The federal Royal Commission, which cannot in itself pursue justice issues, is set to investigate numerous institutions, not just the increasingly discredited Catholic Church. It appears the Church was active is advocating for this broader reach, perhaps to deflect attention on its weaknesses. But, if the two state inquiries in NSW and Victoria are any guide, the Church will not be allowed to lift its skirts over the mud it has made for itself. The Royal Commission has no direct jailing powers, but it offers no get-out-jail cards either.

This broader ambit is as it should be. These three docos put a highlighter pen through the words “institutional abuse”. While the Church features heavily in the first two, and the point is made in the other that Savile was a “devout Catholic” in the third, there is a much more sinister dynamic at play here.

My own brief and minor experience of being sexually abused was at the hands of a family member. That’s not uncommon. Others have been in schools, hospitals, child-care facilities, at mom or dad’s work, at a neighbour’s. We can see how institutions like the Church or the media, might have failed horribly in protecting the most vulnerable and innocent, but the less physical institutions of power and authority, social trust, celebrity, family, equality and yes, childhood have been roundly abused and raped as much as have been the countless ranks of hapless child victims.

Jimmy Savile’s reign of abuse was cunningly aided by his selection of marginal, institutionalised and therefore unheard young women, such as those in mental facilities.

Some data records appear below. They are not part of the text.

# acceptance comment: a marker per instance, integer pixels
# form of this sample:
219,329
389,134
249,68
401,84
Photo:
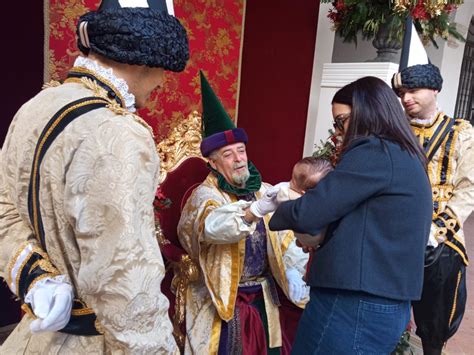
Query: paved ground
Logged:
462,343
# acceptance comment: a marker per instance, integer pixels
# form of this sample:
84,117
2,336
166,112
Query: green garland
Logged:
431,18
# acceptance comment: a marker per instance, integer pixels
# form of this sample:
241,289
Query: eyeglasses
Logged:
339,120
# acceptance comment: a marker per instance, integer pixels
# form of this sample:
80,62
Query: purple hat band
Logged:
221,139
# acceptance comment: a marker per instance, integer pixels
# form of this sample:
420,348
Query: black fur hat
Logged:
418,76
135,35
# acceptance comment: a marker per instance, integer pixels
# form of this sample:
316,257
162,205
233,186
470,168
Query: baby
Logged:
306,174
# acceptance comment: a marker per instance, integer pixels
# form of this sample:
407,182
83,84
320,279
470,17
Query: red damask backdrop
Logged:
214,29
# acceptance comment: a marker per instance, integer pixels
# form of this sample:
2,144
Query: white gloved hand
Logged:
51,301
297,288
268,203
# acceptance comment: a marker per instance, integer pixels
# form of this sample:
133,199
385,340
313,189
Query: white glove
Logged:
51,301
268,203
297,288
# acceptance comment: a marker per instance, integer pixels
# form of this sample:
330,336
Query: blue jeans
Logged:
349,322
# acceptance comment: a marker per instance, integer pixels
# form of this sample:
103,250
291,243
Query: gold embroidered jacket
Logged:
98,181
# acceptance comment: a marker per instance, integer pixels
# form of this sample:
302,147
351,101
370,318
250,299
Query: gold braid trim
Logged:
162,240
185,271
27,309
82,311
215,335
51,84
13,260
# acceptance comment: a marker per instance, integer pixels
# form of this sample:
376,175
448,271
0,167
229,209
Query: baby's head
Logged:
308,172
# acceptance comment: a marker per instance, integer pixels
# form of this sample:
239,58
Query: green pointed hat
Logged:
218,130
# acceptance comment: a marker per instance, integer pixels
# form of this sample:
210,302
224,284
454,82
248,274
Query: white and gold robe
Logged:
213,233
98,182
451,173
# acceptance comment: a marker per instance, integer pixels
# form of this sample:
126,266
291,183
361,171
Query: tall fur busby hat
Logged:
137,32
415,70
218,130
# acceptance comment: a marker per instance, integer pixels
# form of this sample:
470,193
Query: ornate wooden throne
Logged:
182,169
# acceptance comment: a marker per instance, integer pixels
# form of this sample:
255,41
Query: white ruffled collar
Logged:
107,73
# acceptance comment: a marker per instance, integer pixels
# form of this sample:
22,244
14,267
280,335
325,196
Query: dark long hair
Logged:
376,111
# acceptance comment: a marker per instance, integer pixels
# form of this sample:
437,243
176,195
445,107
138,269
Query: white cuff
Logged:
59,279
18,266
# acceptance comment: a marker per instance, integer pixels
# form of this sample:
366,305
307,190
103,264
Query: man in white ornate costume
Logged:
78,176
449,147
237,305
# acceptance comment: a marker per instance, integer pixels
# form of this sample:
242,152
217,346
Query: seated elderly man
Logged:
238,303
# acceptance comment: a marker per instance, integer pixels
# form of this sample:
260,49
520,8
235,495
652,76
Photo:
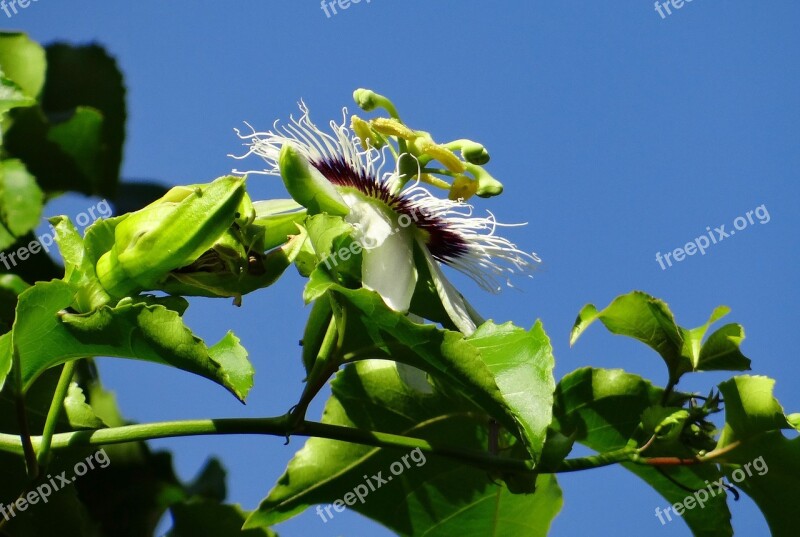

The damage he has done to them personally is matched by the corrosion his actions – and the silence of those who knew – have inflicted on the foundations of society’s central structures.

As such, we shouldn’t assume that the dull thuds of every case of child abuse that hit public airspace should be channelled to the Catholic Church. While the detestable, leery old cassock-wearers that hide behind the cross deserve all the opprobrium they get, we must look wider to the values of a society that seems to have become so corrupted that children in need are not heard and and are obliged instead to silently and unquestioningly defer to power and authority even as it screws them, often literally.

And so we return to the Melbourne Archbishop sitting alone at his desk and pondering his lot. Perhaps he has been courageous enough to have seen these docos. If so, he might consider it a positive that these documentaries directly and indirectly raise issues beyond the creepy culture of his own institution. For its own problems the Church may have to cop being the target if only to reflect what we all need to know; that child sexual abuse is horribly, horribly wrong and that its presence in any society is evidence the Body Social is very ill indeed.